Alexander King (1899-1965); born Alexander Koenig in Vienna, he and his family emigrated to the United States in 1913. As well as being an artist and accomplished illustrator he was also a bestselling humorist, memoirist and media personality of the early television era.

 

He illustrated numerous editions of classics in the early 20th century, including a series of illustrations for Charles Fort's book 'Lo!', published by Claude Kendall in 1931. He was also the author of several books, including 'May This House Be Safe from Tigers', 'Mine Enemy Grows Older', (an account of his addiction to morphine, and his recovery), and 'I Should Have Kissed Her More'. King's easy conversational recollections of the first part of the 20th century are informative and often hilariously funny.

 

In his late fifties, after becoming a frequent guest on the Tonight Show hosted by Jack Paar, King emerged as an incongruous presence in the realm of national celebrity: an aging, irascible raconteur, with elegant mannerisms and trademark bow-tie, who spoke frankly and disarmingly about his bohemian lifestyle, multiple marriages, and years-long struggle with drug addiction. He counted among his friends such notables as Tanaquil Le Clerq Balanchine, wife of George Balanchine, E. E. Cummings, Isak Dinesen, R. Buckminster Fuller, Moss Hart, Lena Horne, Walter Matthau, Marianne Moore, J. Perelman, Billy Rose, and Gloria Vanderbilt.
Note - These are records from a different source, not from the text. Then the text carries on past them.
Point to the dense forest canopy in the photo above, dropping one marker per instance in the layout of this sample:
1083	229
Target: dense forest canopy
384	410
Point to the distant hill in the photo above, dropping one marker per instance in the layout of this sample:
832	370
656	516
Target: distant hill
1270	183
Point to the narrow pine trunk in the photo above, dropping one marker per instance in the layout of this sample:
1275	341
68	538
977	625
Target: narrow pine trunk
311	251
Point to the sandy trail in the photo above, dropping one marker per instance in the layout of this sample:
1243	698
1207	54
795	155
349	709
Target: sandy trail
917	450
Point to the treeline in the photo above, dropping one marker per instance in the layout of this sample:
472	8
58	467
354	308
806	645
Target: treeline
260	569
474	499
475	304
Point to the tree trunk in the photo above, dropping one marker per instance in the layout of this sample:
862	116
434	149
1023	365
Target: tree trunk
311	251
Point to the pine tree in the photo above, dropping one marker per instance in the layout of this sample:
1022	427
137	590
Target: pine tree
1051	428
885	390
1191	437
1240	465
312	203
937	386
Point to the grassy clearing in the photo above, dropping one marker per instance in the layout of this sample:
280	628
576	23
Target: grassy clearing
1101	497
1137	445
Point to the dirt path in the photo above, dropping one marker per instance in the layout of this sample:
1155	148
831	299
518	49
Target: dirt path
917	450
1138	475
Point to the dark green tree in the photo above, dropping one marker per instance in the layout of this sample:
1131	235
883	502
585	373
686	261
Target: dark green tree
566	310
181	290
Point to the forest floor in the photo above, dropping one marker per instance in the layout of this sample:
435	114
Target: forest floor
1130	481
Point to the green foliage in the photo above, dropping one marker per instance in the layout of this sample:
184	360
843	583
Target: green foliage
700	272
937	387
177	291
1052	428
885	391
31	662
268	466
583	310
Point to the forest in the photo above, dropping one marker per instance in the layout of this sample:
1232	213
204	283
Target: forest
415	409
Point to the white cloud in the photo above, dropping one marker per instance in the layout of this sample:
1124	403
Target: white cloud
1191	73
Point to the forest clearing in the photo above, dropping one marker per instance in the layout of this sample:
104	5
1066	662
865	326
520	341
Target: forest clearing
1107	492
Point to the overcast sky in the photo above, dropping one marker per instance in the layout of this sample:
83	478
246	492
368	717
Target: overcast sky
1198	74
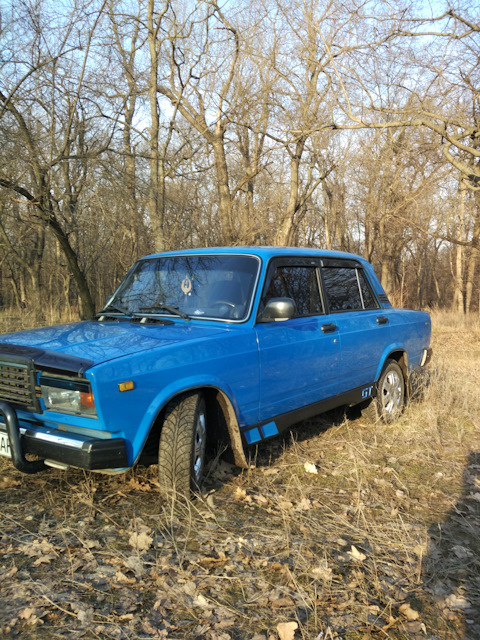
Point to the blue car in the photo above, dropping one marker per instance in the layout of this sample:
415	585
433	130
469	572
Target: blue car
201	347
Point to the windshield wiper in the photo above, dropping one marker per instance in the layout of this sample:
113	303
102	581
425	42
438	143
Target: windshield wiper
112	307
175	311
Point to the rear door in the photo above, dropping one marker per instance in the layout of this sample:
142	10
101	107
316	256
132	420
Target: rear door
299	358
364	327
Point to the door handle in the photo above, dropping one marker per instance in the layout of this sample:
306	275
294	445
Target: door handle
329	328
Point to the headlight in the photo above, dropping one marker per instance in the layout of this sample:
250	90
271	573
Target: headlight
68	396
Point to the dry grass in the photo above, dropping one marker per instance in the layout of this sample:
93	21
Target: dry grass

His checkered past led TIME magazine to describe him as:

 

"an ex-illustrator, ex-cartoonist, ex-adman, ex-editor, ex-playwright, ex-dope addict. For a quarter-century he was an ex-painter, and by his own bizarre account qualifies as an ex-midwife. He is also an ex-husband to three wives and an ex-Viennese of sufficient age (60) to remember muttonchopped Emperor Franz Joseph. When doctors told him a few years ago that he might soon be an ex-patient (two strokes, serious kidney disease, peptic ulcer, high blood pressure), he sat down to tell gay stories of the life of all these earlier Kings."